SLC2A11–MIF modulates the stability of the PLK1, ROBO1, and PIK3R3 mRNAs in a PTBP1‐mediated manner. (A) A heatmap depicting mRNA expression in T24 and UM‐UC‐3 cells transfected with control or SLC2A11–MIF siRNA. (B) Differentially expressed genes identified from the microarray were validated by qRT‐PCR in T24 and UM‐UC‐3 cells. (C) Western blotting was performed to assess the expression of SLC2A11–MIF target genes, with GAPDH serving as the internal control. (D) Pearson correlations between the expression levels of SLC2A11–MIF and PLK1, ROBO1, and PIK3R3 were determined by qRT‐PCR analysis of samples from 50 patients with bladder cancer. (E and F) mRNA and protein expression of SLC2A11–MIF target genes was evaluated in cells overexpressing SLC2A11–MIF or in control cells with PTBP1 knockdown. (G) UM‐UC‐3 cells transfected with control or SLC2A11–MIF siRNA were treated with actinomycin D (5 mg/mL) for the indicated durations. (H) UM‐UC‐3 cells with stable control expression, SLC2A11–MIF overexpression, or SLC2A11–MIF overexpression with PTBP1 siRNA were treated with actinomycin D (5 mg/mL) for the indicated time periods.

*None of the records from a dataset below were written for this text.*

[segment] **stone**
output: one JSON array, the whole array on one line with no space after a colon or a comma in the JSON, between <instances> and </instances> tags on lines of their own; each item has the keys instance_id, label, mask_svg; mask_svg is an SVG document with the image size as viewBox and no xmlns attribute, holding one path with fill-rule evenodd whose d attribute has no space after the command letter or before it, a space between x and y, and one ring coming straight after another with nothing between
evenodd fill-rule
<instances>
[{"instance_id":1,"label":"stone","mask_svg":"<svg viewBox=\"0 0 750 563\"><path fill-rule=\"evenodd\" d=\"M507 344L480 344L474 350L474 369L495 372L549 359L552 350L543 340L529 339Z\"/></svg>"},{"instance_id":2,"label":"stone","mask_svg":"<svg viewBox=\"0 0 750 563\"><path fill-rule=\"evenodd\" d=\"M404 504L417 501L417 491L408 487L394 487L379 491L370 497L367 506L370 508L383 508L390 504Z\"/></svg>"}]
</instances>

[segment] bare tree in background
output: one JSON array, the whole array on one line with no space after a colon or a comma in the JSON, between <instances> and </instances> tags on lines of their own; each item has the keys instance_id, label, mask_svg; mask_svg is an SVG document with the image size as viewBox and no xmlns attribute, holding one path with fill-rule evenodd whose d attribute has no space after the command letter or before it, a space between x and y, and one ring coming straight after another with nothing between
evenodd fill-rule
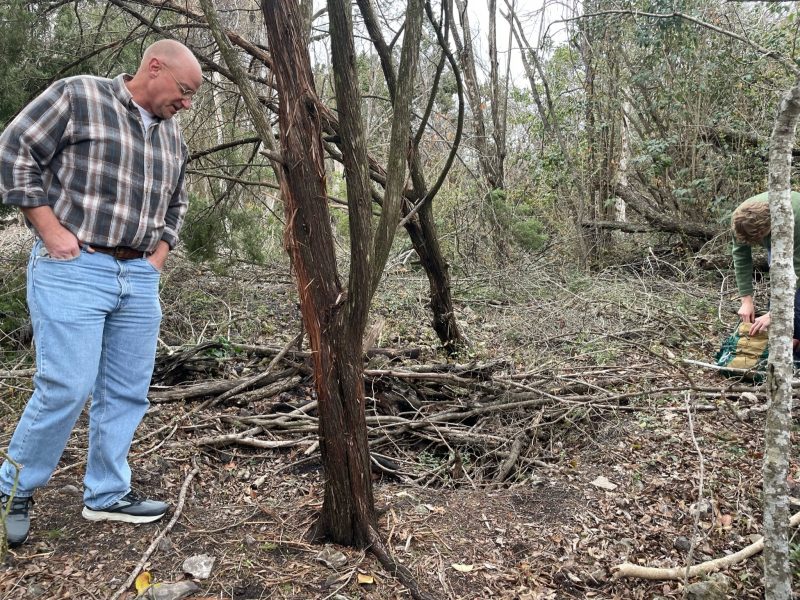
<instances>
[{"instance_id":1,"label":"bare tree in background","mask_svg":"<svg viewBox=\"0 0 800 600\"><path fill-rule=\"evenodd\" d=\"M489 42L489 85L488 94L482 92L486 86L479 80L478 66L475 60L473 39L475 32L470 26L468 5L464 0L455 0L458 9L458 20L462 35L458 35L455 17L451 14L451 29L456 44L457 56L464 74L464 83L472 111L472 127L475 150L478 153L478 164L488 191L505 187L506 157L506 106L508 105L508 85L510 66L505 65L504 86L500 87L500 63L497 57L497 2L488 0L489 24L487 38ZM508 53L510 58L511 53ZM486 109L489 117L486 116ZM491 131L491 134L489 133Z\"/></svg>"},{"instance_id":2,"label":"bare tree in background","mask_svg":"<svg viewBox=\"0 0 800 600\"><path fill-rule=\"evenodd\" d=\"M576 227L576 241L577 241L577 258L581 265L585 266L589 255L590 240L584 231L583 224L586 221L586 185L584 184L584 174L580 169L580 165L573 159L573 152L570 148L561 126L558 112L555 108L554 100L550 94L550 87L547 77L542 67L542 60L539 56L537 48L531 46L525 35L524 28L520 22L519 15L517 14L514 4L510 0L505 0L508 13L506 19L508 20L511 31L514 34L514 39L520 48L520 57L522 58L522 65L525 68L525 75L528 77L528 83L531 88L536 109L539 112L539 117L542 120L542 127L546 134L556 139L559 148L561 149L561 157L565 163L567 170L567 178L572 184L571 190L566 190L565 193L569 199L569 208L575 221ZM541 91L540 91L541 90Z\"/></svg>"},{"instance_id":3,"label":"bare tree in background","mask_svg":"<svg viewBox=\"0 0 800 600\"><path fill-rule=\"evenodd\" d=\"M597 11L596 0L587 0L586 12ZM609 230L596 226L598 222L617 221L614 186L618 181L617 167L621 164L623 114L620 99L619 65L616 53L604 52L605 39L615 35L612 28L600 19L579 23L579 50L585 68L584 94L586 106L586 142L588 146L587 219L595 226L590 229L589 253L602 256L611 241ZM596 46L599 46L597 51ZM597 63L604 61L598 75Z\"/></svg>"}]
</instances>

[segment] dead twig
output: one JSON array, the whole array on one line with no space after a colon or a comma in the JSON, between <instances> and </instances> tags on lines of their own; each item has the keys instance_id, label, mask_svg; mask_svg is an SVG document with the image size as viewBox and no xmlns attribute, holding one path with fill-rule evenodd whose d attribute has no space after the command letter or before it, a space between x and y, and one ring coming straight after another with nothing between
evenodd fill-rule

Total RNA was purified and analyzed using qRT‐PCR to determine the mRNA half‐lives of PLK1, ROBO1, and PIK3R3. *p < 0.05, **p < 0.01, ***p < 0.001.

FIGURE 8

SLC2A11–MIF is a product of cis‐SAGe, and its stability is mediated by NAT10. (A) Top: Schematic showing cis‐splicing between adjacent genes (cis‐SAGe). Blocks represent exons, while lines represent introns or intergenic regions. The arrowhead indicates the oligo primer used for reverse transcription. The primers E8‐F and I8‐R anneal to exon 8 and intron 8 of SLC2A11, respectively. Bottom: RNA from the bladder cancer cell lines T24 and UM‐UC‐3, as well as from the human uroepithelial cell line SV‐HUC‐1, was initially treated with DNase I. Subsequently, the cells were divided into two groups: one with the avian myeloblastosis virus reverse transcriptase (AMV‐RT) enzyme and the other without it. The correct product was observed exclusively in samples containing the AMV‐RT enzyme. (B) Sanger sequencing confirmed the validity of the PCR products. (C) qRT‐PCR analysis was performed to evaluate the expression levels of SLC2A11–MIF in CTCF‐silenced cells and control cells. (D) The relative expression of SLC2A11–MIF was measured by qRT‐PCR after NAT10 silencing. (E) Pearson correlations between the expression levels of SLC2A11–MIF and NAT10 were determined by qRT‐PCR analysis using samples from 50 bladder cancer patients. (F) Change in SLC2A11–MIF mRNA stability was assessed by qRT‐PCR following actinomycin D treatment after NAT10 knockdown. (G) RIP assays were conducted on UM‐UC‐3 cells to analyze the enrichment of SLC2A11–MIF mRNA relative to the nontargeting IgG control using qRT‐PCR analysis. (H) Proposed model of the interaction of the SLC2A11–MIF fusion protein with PTBP1 to promote the proliferation and metastasis of bladder cancer cells via the regulation of mRNA stability. The image was created using BioRender.com. *p < 0.05, **p < 0.01, ***p < 0.001.